For male LUAD patients, the relative proportions of memory B cells (p = 0.022), CD8 T cells (p = 0.034), CD4 memory activated T cells (p < 0.001), monocytes (p < 0.001), resting dendritic cells (p = 0.002), and eosinophils (p < 0.001) were significantly upregulated in high BTK expression group compared with the low BTK expression group (Figure S3A). Plasma cells (p = 0.024), follicular helper T cells (p = 0.031), T cells regulatory (Tregs) (p = 0.039), activated NK cells (p = 0.013), and M0 macrophages (p < 0.001) were present in lower proportions in the high BTK expression group than in the others (Figure S3A). The relative proportions of CD8 T cells (p = 0.008), CD4 memory activated T cells (p < 0.001), monocytes (p = 0.006), and M1 macrophages (p < 0.001) were significantly upregulated in high CCR2 expression group compared with the low CCR2 expression group (Figure S3B). Gamma delta T cells (p = 0.031) and M0 macrophages (p < 0.001) were present in lower proportions in the high CCR2 expression group than in the others (Figure S3B).

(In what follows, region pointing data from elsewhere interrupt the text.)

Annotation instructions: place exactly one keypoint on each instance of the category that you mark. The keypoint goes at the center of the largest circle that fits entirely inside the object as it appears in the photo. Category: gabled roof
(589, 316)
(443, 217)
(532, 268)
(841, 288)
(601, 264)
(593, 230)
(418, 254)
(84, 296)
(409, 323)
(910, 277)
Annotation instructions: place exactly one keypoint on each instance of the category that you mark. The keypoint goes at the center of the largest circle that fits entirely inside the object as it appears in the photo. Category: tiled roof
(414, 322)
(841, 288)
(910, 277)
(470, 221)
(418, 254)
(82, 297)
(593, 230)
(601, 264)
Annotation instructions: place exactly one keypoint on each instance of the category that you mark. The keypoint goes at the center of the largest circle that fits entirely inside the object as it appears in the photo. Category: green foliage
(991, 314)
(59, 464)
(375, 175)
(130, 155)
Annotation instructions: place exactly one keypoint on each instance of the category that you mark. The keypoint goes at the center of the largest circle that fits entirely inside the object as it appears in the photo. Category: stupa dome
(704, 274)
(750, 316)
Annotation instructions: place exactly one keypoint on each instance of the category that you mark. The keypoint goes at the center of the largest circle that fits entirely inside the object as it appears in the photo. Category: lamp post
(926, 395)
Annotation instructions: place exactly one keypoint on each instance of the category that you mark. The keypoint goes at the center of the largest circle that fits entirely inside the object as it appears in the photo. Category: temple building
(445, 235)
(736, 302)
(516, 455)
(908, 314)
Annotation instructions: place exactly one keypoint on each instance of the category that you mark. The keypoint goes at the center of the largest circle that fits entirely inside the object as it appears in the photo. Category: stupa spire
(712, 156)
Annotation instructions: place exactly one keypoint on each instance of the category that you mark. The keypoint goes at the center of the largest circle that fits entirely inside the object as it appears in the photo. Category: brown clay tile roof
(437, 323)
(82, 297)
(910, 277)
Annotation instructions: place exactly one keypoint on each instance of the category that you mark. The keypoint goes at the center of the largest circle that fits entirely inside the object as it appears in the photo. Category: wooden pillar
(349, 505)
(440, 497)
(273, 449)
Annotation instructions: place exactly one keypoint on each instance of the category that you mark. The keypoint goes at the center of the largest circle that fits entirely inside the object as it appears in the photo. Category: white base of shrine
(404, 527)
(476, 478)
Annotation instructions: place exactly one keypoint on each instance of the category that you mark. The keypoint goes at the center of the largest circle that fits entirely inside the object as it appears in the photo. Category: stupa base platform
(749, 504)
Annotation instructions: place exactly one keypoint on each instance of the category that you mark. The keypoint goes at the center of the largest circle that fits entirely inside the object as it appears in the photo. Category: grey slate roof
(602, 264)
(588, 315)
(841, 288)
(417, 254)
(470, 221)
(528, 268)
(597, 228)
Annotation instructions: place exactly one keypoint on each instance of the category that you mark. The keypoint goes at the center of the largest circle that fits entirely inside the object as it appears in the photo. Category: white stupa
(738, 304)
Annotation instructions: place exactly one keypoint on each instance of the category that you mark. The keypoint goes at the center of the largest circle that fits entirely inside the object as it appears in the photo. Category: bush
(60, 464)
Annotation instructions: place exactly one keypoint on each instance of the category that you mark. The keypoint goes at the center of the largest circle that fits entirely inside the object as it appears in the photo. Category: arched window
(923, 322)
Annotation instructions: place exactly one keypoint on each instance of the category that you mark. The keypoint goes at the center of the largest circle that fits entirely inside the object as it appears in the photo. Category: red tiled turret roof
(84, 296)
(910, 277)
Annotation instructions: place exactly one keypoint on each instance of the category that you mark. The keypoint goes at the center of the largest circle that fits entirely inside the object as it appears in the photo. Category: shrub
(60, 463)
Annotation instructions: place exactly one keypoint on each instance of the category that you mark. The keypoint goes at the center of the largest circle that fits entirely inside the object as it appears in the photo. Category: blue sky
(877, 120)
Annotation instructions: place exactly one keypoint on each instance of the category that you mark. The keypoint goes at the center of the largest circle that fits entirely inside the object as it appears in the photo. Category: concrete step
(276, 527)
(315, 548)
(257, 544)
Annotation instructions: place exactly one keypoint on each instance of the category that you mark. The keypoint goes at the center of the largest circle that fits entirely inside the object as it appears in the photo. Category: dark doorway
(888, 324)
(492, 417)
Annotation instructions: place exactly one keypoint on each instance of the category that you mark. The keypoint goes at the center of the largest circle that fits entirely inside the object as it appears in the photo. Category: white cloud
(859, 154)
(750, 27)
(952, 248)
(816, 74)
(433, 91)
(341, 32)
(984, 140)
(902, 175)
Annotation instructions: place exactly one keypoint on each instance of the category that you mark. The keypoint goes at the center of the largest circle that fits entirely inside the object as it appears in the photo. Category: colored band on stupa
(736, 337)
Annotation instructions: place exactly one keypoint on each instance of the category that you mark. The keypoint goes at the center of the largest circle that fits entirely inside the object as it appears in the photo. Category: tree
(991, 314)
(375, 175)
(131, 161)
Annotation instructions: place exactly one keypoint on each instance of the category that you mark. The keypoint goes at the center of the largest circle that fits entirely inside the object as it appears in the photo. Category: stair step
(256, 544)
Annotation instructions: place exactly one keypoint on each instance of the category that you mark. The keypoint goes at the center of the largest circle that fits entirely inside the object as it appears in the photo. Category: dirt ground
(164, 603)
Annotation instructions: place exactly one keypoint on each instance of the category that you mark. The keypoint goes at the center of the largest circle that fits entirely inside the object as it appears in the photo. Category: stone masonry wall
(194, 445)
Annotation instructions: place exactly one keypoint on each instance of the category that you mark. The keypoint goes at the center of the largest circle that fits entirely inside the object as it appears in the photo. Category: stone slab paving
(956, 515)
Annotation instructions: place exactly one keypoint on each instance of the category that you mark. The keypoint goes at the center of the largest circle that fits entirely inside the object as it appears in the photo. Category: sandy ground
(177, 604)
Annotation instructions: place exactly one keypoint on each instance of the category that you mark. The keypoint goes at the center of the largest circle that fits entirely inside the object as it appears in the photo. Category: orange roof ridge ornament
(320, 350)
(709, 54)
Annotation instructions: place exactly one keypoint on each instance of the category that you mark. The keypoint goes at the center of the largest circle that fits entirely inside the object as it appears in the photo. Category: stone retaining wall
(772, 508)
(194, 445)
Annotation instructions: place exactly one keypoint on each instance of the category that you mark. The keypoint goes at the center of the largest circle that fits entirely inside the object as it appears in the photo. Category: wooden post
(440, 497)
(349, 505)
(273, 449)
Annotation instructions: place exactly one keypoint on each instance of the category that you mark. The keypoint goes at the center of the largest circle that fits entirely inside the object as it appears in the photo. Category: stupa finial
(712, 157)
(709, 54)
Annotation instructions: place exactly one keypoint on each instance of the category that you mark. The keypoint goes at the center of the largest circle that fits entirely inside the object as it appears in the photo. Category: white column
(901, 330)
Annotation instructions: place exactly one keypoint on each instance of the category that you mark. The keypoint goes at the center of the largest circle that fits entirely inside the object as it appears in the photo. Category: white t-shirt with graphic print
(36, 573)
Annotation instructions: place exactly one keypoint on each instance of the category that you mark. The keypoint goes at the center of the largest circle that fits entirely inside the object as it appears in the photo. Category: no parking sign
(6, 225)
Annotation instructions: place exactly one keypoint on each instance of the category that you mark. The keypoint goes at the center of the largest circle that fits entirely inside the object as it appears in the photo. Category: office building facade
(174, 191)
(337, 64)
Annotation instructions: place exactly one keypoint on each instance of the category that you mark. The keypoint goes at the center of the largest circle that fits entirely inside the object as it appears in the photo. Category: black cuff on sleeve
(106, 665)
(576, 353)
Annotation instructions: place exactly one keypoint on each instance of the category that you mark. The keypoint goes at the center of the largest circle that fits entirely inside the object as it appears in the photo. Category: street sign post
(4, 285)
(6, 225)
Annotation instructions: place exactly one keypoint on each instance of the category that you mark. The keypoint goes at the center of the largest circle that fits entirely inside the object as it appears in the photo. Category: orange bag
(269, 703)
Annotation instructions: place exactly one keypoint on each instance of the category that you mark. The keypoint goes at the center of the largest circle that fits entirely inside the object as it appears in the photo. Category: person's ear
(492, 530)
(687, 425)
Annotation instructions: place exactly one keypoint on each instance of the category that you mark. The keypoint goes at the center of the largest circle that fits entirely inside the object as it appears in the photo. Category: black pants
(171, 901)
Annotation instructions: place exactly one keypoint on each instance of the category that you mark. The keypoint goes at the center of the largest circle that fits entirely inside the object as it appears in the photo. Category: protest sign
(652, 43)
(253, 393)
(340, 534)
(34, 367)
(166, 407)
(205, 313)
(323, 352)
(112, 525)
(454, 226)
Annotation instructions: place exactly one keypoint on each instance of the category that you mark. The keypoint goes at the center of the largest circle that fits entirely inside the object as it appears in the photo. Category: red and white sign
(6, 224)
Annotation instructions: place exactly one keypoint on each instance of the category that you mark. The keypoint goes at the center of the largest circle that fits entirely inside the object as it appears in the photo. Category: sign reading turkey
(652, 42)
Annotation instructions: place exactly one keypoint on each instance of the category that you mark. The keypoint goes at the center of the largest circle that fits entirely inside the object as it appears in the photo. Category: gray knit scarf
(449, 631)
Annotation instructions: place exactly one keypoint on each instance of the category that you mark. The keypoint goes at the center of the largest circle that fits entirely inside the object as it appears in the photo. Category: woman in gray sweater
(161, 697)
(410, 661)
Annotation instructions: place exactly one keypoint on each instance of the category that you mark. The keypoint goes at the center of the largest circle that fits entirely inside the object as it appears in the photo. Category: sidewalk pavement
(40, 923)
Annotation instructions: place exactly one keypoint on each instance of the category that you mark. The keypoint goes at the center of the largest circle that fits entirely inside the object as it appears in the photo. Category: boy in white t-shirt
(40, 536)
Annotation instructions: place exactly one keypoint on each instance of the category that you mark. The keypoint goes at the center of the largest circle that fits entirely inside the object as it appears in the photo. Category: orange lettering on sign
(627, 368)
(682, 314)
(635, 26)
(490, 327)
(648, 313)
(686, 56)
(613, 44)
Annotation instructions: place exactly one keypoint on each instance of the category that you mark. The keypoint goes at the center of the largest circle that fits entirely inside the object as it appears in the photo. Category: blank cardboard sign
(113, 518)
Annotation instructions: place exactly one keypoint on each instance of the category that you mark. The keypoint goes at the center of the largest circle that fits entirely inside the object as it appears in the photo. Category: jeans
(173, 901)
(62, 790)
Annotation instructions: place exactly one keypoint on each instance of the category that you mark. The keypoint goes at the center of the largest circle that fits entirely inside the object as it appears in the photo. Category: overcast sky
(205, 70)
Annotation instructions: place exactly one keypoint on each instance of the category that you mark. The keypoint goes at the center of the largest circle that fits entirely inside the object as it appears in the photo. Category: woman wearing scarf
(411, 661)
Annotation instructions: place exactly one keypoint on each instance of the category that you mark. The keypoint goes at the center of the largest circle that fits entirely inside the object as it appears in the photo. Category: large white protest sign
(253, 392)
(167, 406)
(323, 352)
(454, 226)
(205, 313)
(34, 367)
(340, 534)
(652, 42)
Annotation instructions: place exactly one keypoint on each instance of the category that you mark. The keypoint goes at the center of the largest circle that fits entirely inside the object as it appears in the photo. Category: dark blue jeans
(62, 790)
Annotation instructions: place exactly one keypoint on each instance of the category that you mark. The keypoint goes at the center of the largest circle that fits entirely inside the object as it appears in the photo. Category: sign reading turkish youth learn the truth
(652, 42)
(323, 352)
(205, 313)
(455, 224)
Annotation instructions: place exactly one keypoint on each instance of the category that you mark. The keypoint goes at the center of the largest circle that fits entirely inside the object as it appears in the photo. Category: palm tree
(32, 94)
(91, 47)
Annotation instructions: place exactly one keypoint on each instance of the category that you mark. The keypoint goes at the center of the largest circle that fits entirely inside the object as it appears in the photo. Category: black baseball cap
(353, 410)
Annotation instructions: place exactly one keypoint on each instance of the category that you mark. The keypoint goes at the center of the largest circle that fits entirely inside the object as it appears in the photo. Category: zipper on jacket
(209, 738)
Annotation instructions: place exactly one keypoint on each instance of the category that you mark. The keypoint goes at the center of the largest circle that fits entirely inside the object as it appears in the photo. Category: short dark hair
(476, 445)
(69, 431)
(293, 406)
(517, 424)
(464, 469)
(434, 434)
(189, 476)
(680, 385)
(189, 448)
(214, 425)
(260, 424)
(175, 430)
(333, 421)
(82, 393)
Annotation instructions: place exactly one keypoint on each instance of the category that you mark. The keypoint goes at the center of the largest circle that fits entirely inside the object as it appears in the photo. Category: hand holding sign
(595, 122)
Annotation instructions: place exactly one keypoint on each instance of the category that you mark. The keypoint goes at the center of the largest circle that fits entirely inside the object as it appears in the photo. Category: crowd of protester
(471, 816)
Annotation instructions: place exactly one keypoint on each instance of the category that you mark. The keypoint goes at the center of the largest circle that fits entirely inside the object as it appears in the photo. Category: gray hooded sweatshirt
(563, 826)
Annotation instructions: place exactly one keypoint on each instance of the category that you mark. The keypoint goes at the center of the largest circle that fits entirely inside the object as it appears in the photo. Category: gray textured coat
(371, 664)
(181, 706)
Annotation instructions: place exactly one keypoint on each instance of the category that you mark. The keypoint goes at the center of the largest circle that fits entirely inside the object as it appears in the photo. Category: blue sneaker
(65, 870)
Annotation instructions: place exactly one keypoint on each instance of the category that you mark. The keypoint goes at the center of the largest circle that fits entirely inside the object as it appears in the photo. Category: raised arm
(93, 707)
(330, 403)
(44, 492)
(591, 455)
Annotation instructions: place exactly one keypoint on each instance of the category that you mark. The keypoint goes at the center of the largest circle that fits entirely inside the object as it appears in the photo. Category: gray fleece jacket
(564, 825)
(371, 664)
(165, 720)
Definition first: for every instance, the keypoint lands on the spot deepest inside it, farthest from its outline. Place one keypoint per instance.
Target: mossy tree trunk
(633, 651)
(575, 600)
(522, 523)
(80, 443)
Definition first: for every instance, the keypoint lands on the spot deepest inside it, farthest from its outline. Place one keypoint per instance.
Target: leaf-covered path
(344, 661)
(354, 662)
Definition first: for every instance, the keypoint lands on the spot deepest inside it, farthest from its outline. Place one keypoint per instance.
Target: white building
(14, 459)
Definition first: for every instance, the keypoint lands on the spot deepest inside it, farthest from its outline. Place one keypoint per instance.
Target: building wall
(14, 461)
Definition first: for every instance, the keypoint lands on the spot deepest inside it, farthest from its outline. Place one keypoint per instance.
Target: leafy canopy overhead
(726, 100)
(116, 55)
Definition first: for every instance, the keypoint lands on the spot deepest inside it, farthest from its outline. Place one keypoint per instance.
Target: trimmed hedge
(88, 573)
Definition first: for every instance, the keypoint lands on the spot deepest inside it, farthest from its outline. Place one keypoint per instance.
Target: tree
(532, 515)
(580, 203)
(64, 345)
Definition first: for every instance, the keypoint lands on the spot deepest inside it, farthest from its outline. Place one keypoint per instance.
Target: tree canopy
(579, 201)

Validation of TCGA results with GEO database
In order to verify the prognostic value of the identified genes from TCGA, we used GSE72094 as a validation cohort. Patients were divided into high expression groups and low expression groups respectively according to gene expression. We first compared the survival curves of female LUAD patients and male LUAD patients, which showed that the overall survival rate of female patients is better than that of male patients (Figure 8A). Kaplan-Meier survival curves further confirmed that male LUAD patients with high expression levels of CCR2 (Figure 8B) and BTK (Figure 8C) were present in a better overall survival than those with low expression levels of CCR2 and BTK. Similarly, Kaplan-Meier survival curves further verified that female patients with high expression levels of CCR2 (Figure 8D) LCP2 (Figure 8E), and PTPRC (Figure 8F) were present in a better overall survival than those with low expression levels of CCR2 LCP2, and PTPRC.